Doch neben dem Verfassen dieses Werkes sind seine
Aufgaben in der Gemeinde sehr vielfältig und nehmen in sosehr in Anspruch,
daß das Verfassen seiner weiteren großen Werke wie "Über die
Dreieinigkeit" oder "Über den Gottesstaat" über vierzehn und sechzehn
Jahre seiner zersplitterten Kraft in Anspruch nehmen. Er betreibt
unermüdlich Seelsorge, kümmert sich um die Nöte der Armen und der
Bauern, predigt gegen die heidnischen Verfälle und betreut nebenbei auch
noch sein Kloster, aus dem später noch viele Bedeutende Männer
hervorkamen. Immerwährend auch ist sein Kampf gegen die Manichäer,
gegen die Donatisten, eine radikale, christliche Sekte, die teilweise mit Gewalt
gegen Andersgläubige auftrat, sowie später (nach einem Konzil von
Karthago 404 wurden die Donatisten verfolgt und über alle - gegen den
Willen Augustinus` - die Todesstrafe verhängt, sodaß sie sich bald
auflösten) gegen die Pelagianer unter der Führung eines
Laienmönches Pelagius. Ein Kampf der sehr heftig geführt wird und den
er später gegen den Bischof Julian von Eklanum, dem Systematiker dieser
Irrlehre weiterführt. In all diesen Auseinandersetzungen gerät
Augustinus selbst manchmal in die Gefahr sektirerisch-besessen seine Meinung zu
vertreten und nur seinem so offenen Geist ist es wohl zu verdanken, daß
dies nicht geschieht.
Im Jahr 426 vollendet Augustinus sein 22-bändiges
Werk "Der Gottestaat" und verkündet, zweiundsiebzigjährig, seiner
Gemeinde , daß er den Priester Heraklius zu seinem Nachfolger bestimmt
habe. Die letzten Jahre seines Lebens verbringt er tätig bis zum
Schluß und beginnt auch noch ein Buch der Rückschau auf sein
literarisches Wirken. Zu dieser Zeit beginnen die Vandalen durch die Schuld des
Statthalters der Provinz, das römische Afrika zu überziehen. Nach
einem kurzen Waffenstillstand, den ein zur Ordnung gesandter kaiserlicher
Feldherr erwirkt, beginnen 430 die Horden unter Genserich ihr Wüten aufs
neue. Hippo wird zum Flüchtlingslager, in dem Augustinus viele Menschen
betreut. Als auch Hippo belagert wird, im dritten Monat schon, wirft ihn das
Fieber auf sein Sterbebett. Die letzten zehn Tage bittet er sich völlige
Einsamkeit aus und liest nur mehr die Bußpsalmen Davids. Endlich, am 28.

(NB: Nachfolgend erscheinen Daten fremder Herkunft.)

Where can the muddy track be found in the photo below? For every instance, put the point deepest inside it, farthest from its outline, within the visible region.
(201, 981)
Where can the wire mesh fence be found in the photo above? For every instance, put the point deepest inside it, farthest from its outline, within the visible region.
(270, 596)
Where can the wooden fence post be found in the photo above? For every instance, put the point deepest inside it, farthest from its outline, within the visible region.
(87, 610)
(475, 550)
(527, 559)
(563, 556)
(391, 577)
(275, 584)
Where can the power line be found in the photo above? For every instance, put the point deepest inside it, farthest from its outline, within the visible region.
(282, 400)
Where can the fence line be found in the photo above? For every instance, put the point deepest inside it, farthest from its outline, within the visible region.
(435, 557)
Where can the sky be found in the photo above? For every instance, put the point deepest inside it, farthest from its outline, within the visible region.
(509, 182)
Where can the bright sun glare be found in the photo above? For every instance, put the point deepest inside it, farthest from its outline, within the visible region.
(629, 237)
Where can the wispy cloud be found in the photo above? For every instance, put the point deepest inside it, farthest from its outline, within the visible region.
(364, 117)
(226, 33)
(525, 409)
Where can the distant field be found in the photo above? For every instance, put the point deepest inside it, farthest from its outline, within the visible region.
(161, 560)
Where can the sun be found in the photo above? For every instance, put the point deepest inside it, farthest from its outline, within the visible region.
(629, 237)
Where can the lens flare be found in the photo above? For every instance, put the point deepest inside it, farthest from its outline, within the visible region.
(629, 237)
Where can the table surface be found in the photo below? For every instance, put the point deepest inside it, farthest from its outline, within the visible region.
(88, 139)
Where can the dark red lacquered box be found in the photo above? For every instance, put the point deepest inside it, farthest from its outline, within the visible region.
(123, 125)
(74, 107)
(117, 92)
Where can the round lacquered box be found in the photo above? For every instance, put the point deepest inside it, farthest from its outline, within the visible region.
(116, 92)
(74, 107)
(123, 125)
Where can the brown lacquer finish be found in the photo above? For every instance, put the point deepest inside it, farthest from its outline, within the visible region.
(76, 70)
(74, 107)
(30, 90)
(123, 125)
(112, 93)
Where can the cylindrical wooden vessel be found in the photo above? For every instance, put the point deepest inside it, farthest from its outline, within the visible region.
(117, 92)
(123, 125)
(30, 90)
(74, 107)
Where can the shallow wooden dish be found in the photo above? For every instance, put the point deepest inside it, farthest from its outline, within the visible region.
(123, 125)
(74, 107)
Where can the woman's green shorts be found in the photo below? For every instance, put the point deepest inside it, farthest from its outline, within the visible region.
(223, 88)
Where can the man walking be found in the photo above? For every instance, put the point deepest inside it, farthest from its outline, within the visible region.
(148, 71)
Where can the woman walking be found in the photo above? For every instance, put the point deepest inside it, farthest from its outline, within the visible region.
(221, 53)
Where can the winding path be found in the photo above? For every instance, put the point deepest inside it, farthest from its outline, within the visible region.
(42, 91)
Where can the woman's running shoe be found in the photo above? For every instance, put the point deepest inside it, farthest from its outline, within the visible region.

August 430, findet sein Herz die Ruhe.
Die Nachwirkung seiner Schriften und seiner Person sind
wohl gar nicht zu ermessen. Fast jeder Philosoph nach seiner Zeit setzte sich
mit ihm auseinander und selbst viele Staatsmänner wie zum Beispiel Karl der
Große wurden durch seine Schriften geleitet.